One of the more honest moments from Madelaine Flynn’s conversation on Voice for Infection Prevention comes when Jacob Hutcherson asks a deceptively simple question: when do you finally feel comfortable as an Infection Preventionist? Madelaine’s answer is refreshing because it avoids the kind of false certainty that can make early-career professionals feel behind. Instead, she acknowledges something many people in the field quietly know: confidence in Infection Prevention does not arrive all at once.
That is partly because Infection Prevention is such a broad discipline. It touches surveillance, education, quality improvement, outbreak response, regulatory readiness, interdisciplinary collaboration, and more across a wide range of clinical environments. In Madelaine’s view, even with nearly 12 years of experience, there are still areas where she would not claim to be the expert. That perspective is not a sign of insecurity. If anything, it reflects a mature understanding of the role. Knowing what you do not know is part of being effective in Infection Prevention.
Her estimate was that it took about 18 months before she felt truly confident managing her own site. That timeline matters. In a profession where many people “fall into” the work and then find themselves learning an enormous amount in real time, it is easy to underestimate the adjustment period. Madelaine’s answer offers a more realistic frame: confidence is built through repeated exposure, problem-solving, and reflection, not through instantly having every answer.

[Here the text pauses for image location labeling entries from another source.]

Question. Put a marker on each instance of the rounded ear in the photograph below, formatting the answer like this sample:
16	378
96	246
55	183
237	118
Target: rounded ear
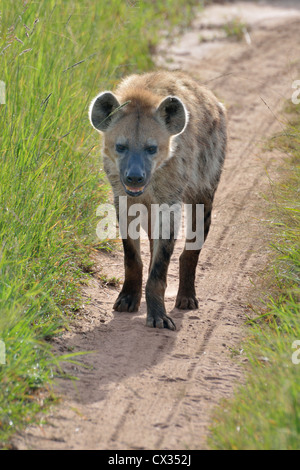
101	110
172	112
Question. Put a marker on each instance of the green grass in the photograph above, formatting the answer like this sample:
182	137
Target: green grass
55	56
265	413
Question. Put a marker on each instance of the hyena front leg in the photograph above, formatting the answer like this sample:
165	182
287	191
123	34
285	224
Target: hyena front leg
157	283
186	297
130	296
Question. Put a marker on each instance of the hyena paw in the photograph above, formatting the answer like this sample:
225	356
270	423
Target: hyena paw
160	321
127	302
186	302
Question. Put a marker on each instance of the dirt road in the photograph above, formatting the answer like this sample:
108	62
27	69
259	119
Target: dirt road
155	389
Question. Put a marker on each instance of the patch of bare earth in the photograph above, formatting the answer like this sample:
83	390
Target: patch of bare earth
155	389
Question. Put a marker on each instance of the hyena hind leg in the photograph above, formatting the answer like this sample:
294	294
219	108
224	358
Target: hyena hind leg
186	297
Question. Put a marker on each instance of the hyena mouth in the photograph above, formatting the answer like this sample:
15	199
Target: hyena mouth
134	191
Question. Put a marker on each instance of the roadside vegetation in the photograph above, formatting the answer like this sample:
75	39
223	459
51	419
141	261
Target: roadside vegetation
265	413
55	56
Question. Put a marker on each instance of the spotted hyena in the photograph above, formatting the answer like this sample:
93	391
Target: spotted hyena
164	142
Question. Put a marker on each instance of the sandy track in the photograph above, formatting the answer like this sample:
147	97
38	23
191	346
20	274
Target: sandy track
155	389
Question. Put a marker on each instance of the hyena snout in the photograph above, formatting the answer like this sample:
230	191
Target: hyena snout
135	176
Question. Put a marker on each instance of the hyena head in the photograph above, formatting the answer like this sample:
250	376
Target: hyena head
138	131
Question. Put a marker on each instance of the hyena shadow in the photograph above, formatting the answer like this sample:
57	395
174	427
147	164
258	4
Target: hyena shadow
122	350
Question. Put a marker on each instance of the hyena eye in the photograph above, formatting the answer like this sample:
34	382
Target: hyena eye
121	148
152	149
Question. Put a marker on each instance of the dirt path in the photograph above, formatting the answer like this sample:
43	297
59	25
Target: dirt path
155	389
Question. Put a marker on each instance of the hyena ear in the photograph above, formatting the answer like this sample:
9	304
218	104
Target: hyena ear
101	110
173	114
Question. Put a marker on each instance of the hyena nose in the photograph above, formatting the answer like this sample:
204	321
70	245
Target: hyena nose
135	178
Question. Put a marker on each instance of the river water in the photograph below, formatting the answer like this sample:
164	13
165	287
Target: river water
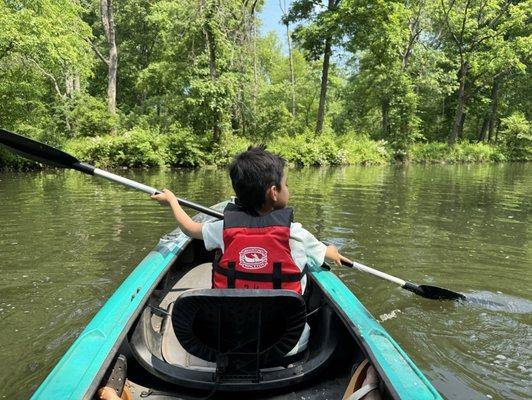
67	241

What makes her perspective especially valuable is the way it reframes confidence itself. She does not describe confidence as reaching a point where nothing feels unfamiliar. She describes it more as developing the judgment to understand your strengths, recognize your limitations, and continue learning. That is a far more durable kind of confidence than simple certainty. It is also much more aligned with the reality of healthcare, where new situations, competing priorities, and unexpected challenges are part of the work.
There is also something encouraging in the specificity of her answer. Eighteen months is long enough to validate the steep learning curve, but short enough to remind newer professionals that growth does happen. Competence in Infection Prevention is not mysterious. It accumulates. Over time, what once felt unfamiliar becomes recognizable. What once required constant reassurance begins to feel manageable. Eventually, you find that you are not just reacting to questions. You are answering them with perspective.
For professionals early in their Infection Prevention career, that may be the most useful takeaway from this clip. The goal is not to rush toward expertise or pretend to know more than you do. The goal is to stay curious, build sound judgment, and give yourself enough time in the work to let confidence take shape. As Madelaine makes clear, that process is not only normal. It is part of becoming the kind of practitioner others can trust.